Os prédios integrados em Fundo de Pensões constituídos de acordo com a legislação nacional não beneficiam de qualquer isenção ou redução em relação às taxas do Imposto Municipal sobre Imóveis (IMI), na sequência da revogação do artigo 49.º do EBF efetuada pela Lei n.º 7-A/2016, de 30 de março (OE 2016) .

 

EM SEDE DE IMPOSTO DE SELO

     - Contrato de arrendamento
     Sujeição a Imposto de Selo – Verba 2 da TGIS

10% - Arrendamento e subarrendamento, incluindo as alterações que envolvam aumento de renda operado pela revisão de cláusulas contratuais e a promessa quando seguida da disponibilização do bem locado ao locatário - sobre a renda ou seu aumento convencional, correspondentes a um mês ou, tratando-se de arrendamentos por períodos inferiores a um mês, sem possibilidade de renovação ou prorrogação, sobre o valor da renda ou do aumento estipulado para o período da sua duração.

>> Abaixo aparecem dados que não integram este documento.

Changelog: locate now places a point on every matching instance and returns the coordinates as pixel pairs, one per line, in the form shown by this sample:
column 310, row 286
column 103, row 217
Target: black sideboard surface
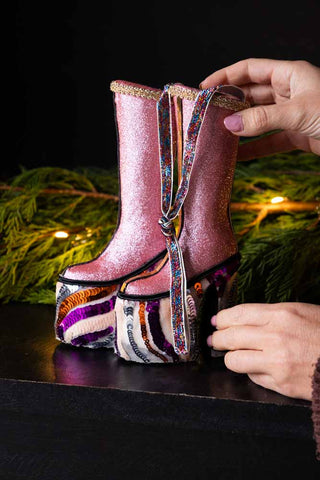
column 75, row 413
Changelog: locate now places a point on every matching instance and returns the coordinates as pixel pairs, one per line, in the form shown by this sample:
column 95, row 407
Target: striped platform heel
column 86, row 293
column 164, row 317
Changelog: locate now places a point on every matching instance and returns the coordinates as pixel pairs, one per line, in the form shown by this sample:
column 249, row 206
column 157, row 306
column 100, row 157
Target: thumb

     - Comissões de Gestão e Depósito 

     Sujeição a Imposto de Selo – Verba 17.3.4 da TGIS

Na sequência da entrada em vigor da Lei n.º 7-A/2016 de 30 de março (OE 2016), que alterou o Código do Imposto do Selo, limitando a isenção prevista na alínea e) do n.º 1do seu artigo 7.º apenas às garantias e operações financeiras diretamente destinadas à concessão de crédito, as comissões de gestão e de depósito pagas por Fundos de Pensões passaram a ficar sujeitas à verba 17.3.4 da TGIS o que implica o pagamento de 4% sobre as comissões de gestão e depósito pagas pelos Fundos de Pensões.